The End of Universal Default?
I forgot to blog about this earlier, but here's the latest news on Chris Dodd's bill to bring a little common sense to the credit card industry:
Dodd's original bill had sought to ban all interest rate increases on existing balances.
Under the compromise measure, agreed to over the weekend by Dodd and Sen. Richard C. Shelby (R-Ala.), card issuers would be allowed to retroactively bump up rates for any borrower at least 60 days behind on payments. However, if the borrower subsequently paid on time for six months, the card issuer would have to restore the original rate.
The bill also would prohibit card issuers from increasing rates during the first year a credit card account was opened and would require them to get a customer's permission to process transactions that would push the account balance over the credit limit. Another provision would require card issuers to post credit card agreements online.

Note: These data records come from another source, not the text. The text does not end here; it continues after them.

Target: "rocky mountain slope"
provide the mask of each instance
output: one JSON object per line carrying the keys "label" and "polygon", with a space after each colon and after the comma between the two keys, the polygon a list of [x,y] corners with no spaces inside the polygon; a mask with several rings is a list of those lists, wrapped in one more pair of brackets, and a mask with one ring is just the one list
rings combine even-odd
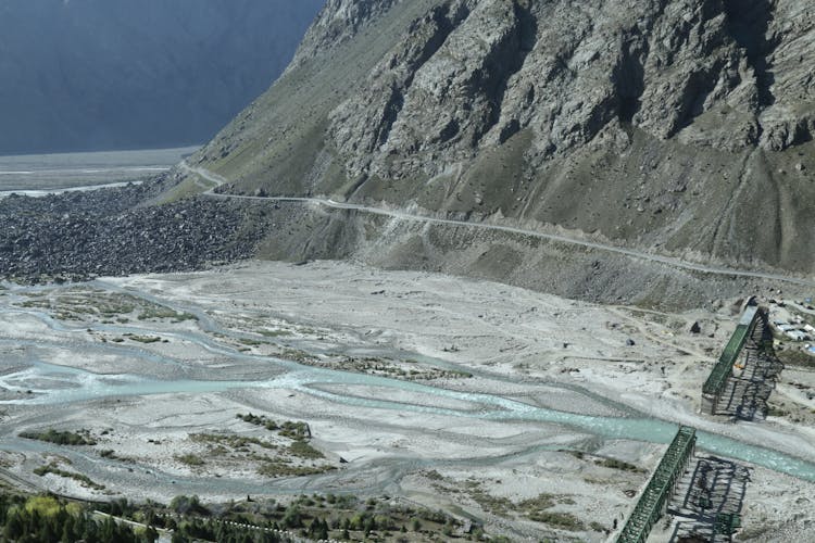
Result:
{"label": "rocky mountain slope", "polygon": [[324,0],[0,0],[0,154],[208,140]]}
{"label": "rocky mountain slope", "polygon": [[329,0],[191,162],[234,192],[807,276],[814,23],[797,0]]}

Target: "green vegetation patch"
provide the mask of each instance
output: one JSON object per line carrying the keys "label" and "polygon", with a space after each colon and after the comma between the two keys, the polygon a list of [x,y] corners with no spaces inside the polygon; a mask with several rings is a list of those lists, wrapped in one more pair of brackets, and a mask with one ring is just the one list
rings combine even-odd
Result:
{"label": "green vegetation patch", "polygon": [[90,432],[83,430],[82,432],[60,432],[53,428],[49,428],[45,432],[21,432],[21,438],[47,441],[48,443],[55,443],[58,445],[96,445],[97,441],[90,435]]}

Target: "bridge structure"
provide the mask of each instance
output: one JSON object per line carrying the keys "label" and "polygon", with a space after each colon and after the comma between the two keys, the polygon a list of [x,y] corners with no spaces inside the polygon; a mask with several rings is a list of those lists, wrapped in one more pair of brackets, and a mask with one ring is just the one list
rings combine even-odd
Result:
{"label": "bridge structure", "polygon": [[651,528],[667,510],[668,501],[693,456],[695,444],[697,430],[680,426],[619,532],[617,543],[644,543],[648,540]]}
{"label": "bridge structure", "polygon": [[711,375],[702,386],[702,412],[711,415],[716,414],[716,406],[722,400],[728,378],[732,376],[734,366],[737,365],[739,355],[755,330],[755,325],[761,316],[760,312],[757,305],[748,305],[744,308],[730,341],[725,345],[718,362],[716,362]]}

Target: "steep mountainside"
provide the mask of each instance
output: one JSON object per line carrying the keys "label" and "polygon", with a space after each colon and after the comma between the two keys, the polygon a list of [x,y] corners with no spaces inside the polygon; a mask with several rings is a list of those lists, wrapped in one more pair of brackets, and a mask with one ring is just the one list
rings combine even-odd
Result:
{"label": "steep mountainside", "polygon": [[0,0],[0,154],[211,138],[324,0]]}
{"label": "steep mountainside", "polygon": [[815,266],[815,7],[331,0],[196,161],[227,190]]}

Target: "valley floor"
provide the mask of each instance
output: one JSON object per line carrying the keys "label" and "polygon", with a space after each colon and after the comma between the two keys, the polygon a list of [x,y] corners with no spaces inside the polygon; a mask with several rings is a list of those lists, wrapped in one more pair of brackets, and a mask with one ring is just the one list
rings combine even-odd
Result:
{"label": "valley floor", "polygon": [[[815,376],[785,369],[781,417],[700,415],[738,319],[718,305],[338,262],[7,283],[0,476],[88,498],[389,495],[514,540],[604,541],[685,424],[698,460],[747,470],[742,533],[795,541],[815,522]],[[49,429],[86,444],[20,437]]]}

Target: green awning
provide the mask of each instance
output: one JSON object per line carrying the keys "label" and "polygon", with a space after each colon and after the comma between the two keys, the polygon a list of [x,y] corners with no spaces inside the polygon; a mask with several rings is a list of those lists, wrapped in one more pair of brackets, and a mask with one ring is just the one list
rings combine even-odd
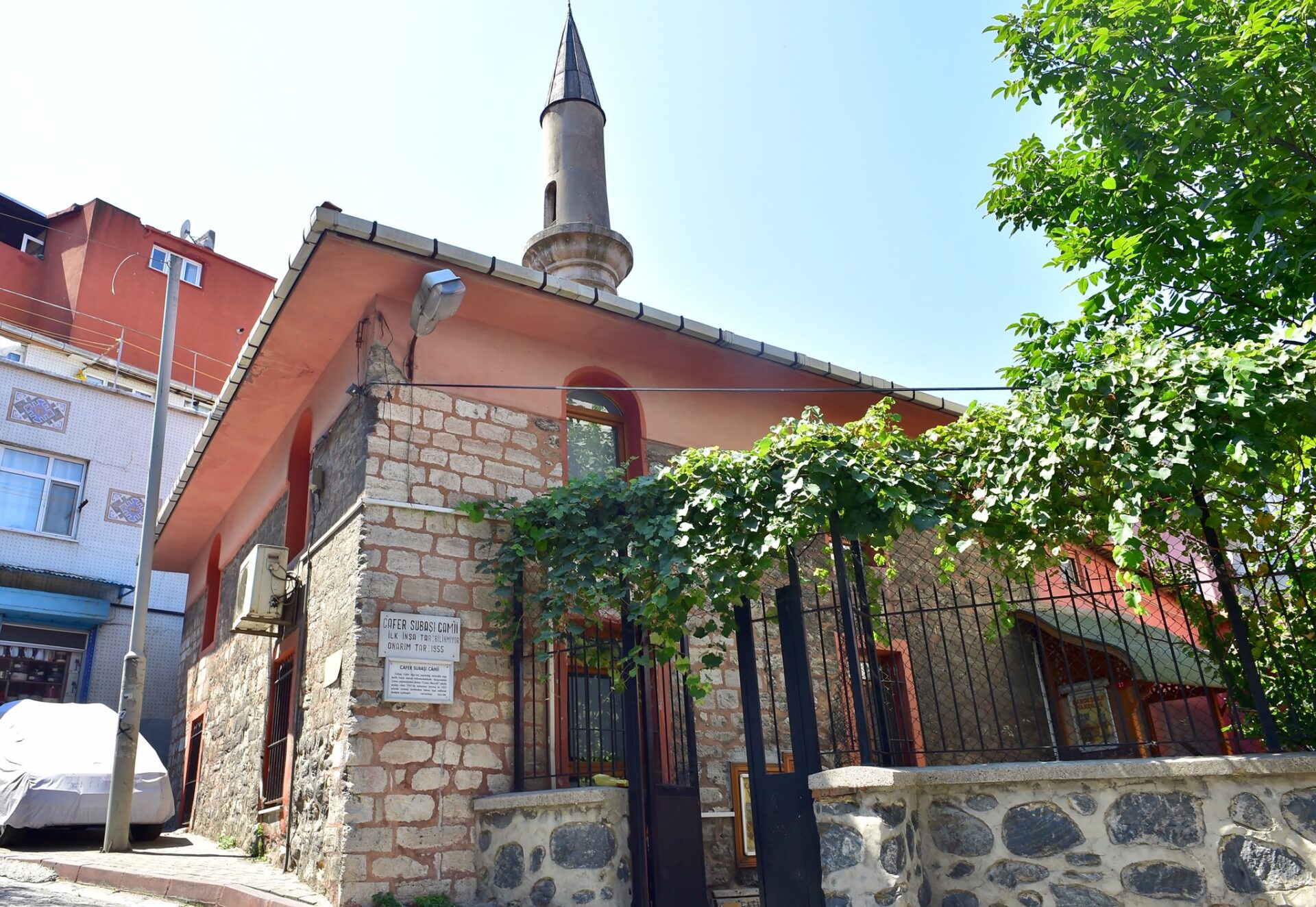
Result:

It's good to see that the credit card industry still has a friend in Richard Shelby. We certainly wouldn't want to pass a law that completely prevents a company from retroactively raising the interest rate on a loan it's already made, would we?
Eh. At least it's something. Presumably this means that credit card companies can no longer retroactively increase your rates just because you were a few days late paying your water bill, either. Though I think I'd want to read the fine print before I was sure of that.
In any case, now it's time to see if any Republicans will vote for this bill. They might! Constituents are pissed at credit card companies, after all. In the past Republicans could prevent bills like this from even coming to a vote, but now that they're going to be forced to take a public position they just might decide that discretion is the better part of valor. Cozying up to your finance industry pals is one thing, but losing your seat over it is quite another.